Come mai, viste queste premesse, nelle società occidentali contemporanee post industriali, le persone che hanno accesso a diversi strumenti quali tecnologie evolute, istruzione e beni materiali, sperimenta oggi più che mai una crescente insoddisfazione su tutti i fronti?

Cosa ci impedisce di trasformare l’ambiente da statico a dinamico?

E anche in questo caso la risposta è ovvia: noi stessi! Se abbiamo il potere di progettare, abbiamo anche quello di non farlo e ancor di più di scoraggiare gli altri nelle loro iniziative legate alla crescita personale e globale.

Ricordiamoci che il “sistema” non è un potere astratto ma è costituito da persone a cui senza ribellarci, deleghiamo le nostre scelte e i nostri reali desideri. Strategicamente soggiogati dalla paura di non essere parte del tutto, dal marketing che fa leva su bisogni effimeri, veniamo continuamente spinti a non coltivare le nostre idee ed intuizioni. Paradossalmente oggi pur avendo accesso ad una infinita quantità di informazioni, continuiamo a non fidarci del nostro spirito critico che deriva dall’intelligenza emotiva.

In tutto questo quadro che a tratti può risultare deprimente c’è una condizione che se opportunamente nutrita e sostenuta ci può salvare: la cooperazione.

Nonostante siamo inclini alla competizione, al profitto, alle relazioni strumentali con gli altri, nel nostro DNA evolutivo e psicologico è presente da millenni un “movimento” verso l’altro che non è solo strumentale ma disinteressato, legato alla fiducia e alla speranza.

Parlare di relazione disinteressata e fiduciosa nei confronti dell’altro in un contesto aziendale molto spesso è pura utopia, eppure è oramai inoppugnabile il riscontro positivo in termini di produttività e benessere psicofisico che genera un clima organizzativo basato sul valore delle relazioni umane sia all’interno dell’ambito lavorativo che a cascata in quello personale (e viceversa).

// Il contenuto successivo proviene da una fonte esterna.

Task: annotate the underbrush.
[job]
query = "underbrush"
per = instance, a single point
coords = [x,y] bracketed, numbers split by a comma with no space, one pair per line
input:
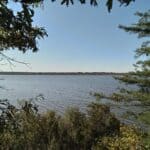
[25,128]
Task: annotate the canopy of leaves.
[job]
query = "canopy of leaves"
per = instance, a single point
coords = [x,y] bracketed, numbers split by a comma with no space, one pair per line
[16,28]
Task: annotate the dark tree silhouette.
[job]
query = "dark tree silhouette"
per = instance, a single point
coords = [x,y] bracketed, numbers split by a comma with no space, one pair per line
[17,30]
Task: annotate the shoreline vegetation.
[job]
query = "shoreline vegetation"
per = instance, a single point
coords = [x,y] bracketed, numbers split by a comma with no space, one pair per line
[97,129]
[62,73]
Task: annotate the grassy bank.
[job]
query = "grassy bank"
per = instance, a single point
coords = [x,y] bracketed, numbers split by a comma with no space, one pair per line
[97,129]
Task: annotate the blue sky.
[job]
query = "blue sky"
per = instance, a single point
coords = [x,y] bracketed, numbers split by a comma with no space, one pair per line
[82,38]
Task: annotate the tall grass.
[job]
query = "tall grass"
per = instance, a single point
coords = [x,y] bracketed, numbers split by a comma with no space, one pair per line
[26,129]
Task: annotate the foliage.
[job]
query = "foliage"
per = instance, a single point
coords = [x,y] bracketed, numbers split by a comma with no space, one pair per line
[16,27]
[25,128]
[128,138]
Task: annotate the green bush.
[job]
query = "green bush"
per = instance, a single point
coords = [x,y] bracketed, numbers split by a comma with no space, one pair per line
[26,129]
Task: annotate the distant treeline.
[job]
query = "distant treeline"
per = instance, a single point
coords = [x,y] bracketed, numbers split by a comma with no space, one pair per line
[60,73]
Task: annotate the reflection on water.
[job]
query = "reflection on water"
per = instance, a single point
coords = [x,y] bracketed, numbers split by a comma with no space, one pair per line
[58,92]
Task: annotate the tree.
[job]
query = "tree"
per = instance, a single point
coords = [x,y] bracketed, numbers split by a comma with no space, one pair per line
[16,28]
[141,76]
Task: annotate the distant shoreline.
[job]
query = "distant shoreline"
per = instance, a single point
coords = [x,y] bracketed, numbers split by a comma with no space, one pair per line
[60,73]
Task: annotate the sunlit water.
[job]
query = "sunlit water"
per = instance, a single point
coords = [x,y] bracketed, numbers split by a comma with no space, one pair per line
[62,91]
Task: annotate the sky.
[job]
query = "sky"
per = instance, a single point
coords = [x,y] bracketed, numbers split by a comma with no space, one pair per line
[82,38]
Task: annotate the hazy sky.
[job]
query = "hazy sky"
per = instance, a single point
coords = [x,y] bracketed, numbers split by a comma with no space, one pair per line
[82,38]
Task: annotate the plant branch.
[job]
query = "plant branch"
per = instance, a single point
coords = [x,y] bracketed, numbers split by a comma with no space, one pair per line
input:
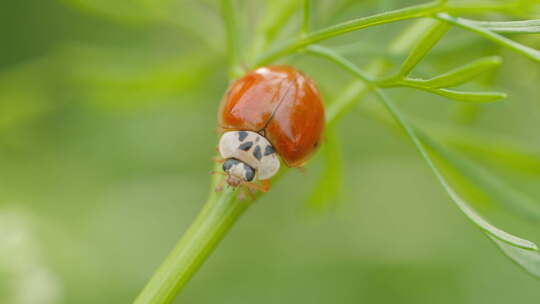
[501,40]
[350,26]
[216,218]
[231,28]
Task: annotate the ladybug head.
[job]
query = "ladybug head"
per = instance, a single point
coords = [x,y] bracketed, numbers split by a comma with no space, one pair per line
[237,172]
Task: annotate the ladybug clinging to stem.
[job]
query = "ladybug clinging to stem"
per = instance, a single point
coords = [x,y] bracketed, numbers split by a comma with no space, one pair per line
[271,111]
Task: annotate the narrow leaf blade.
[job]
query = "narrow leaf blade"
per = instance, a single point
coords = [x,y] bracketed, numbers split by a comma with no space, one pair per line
[464,73]
[501,40]
[517,27]
[328,187]
[462,204]
[481,97]
[425,44]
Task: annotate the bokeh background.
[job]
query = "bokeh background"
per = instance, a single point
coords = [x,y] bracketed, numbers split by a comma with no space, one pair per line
[107,129]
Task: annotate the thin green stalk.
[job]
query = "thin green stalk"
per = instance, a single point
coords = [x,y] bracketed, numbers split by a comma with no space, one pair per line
[350,26]
[501,40]
[216,218]
[231,28]
[307,17]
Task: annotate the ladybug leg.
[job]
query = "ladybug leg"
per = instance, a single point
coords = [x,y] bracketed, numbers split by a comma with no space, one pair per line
[266,184]
[242,194]
[219,187]
[218,159]
[263,188]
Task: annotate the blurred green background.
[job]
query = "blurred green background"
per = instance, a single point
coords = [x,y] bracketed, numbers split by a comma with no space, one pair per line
[107,129]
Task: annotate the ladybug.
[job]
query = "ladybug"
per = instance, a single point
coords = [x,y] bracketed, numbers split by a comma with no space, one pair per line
[271,111]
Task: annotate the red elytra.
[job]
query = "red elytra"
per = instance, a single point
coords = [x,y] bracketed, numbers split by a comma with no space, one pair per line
[282,104]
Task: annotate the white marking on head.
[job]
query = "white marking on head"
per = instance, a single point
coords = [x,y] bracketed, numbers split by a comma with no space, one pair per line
[251,148]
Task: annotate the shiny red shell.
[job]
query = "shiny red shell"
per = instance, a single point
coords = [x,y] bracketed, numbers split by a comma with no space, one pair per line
[280,103]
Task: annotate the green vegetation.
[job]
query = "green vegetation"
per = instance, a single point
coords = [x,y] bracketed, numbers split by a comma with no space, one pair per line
[106,141]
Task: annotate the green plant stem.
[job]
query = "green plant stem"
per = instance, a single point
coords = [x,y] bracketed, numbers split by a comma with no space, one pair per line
[231,28]
[501,40]
[216,218]
[349,26]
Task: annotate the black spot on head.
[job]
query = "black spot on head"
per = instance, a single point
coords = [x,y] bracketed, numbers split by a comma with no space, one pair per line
[246,146]
[242,135]
[268,150]
[257,152]
[227,165]
[249,173]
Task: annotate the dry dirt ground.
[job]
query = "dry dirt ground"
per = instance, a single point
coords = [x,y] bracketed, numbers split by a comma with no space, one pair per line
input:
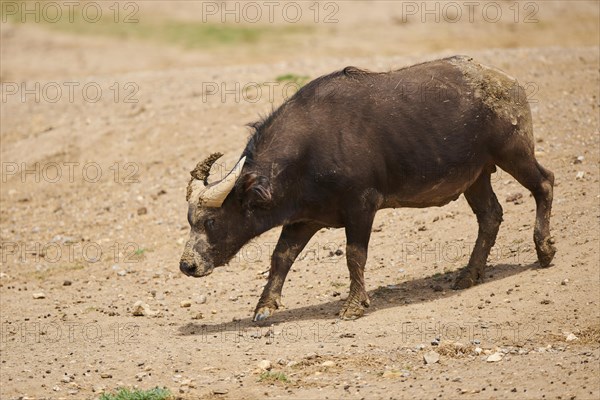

Bisogna necessariamente tornare a valorizzare il senso della cooperazione. Gli individui ognuno con i propri talenti deve saper collaborare per un progetto comune che non tenga conto solo del profitto personale ma della collettività. Il benessere deve essere di tutto il sistema sociale come macrosistema, partendo da uno microsistema quale ogni azienda rappresenta.

Rivedere e orientare la formazione nella direzione della ritrovata collaborazione, è uno dei processi che sostengono la promozione del benessere attraverso il recupero del senso della progettualità.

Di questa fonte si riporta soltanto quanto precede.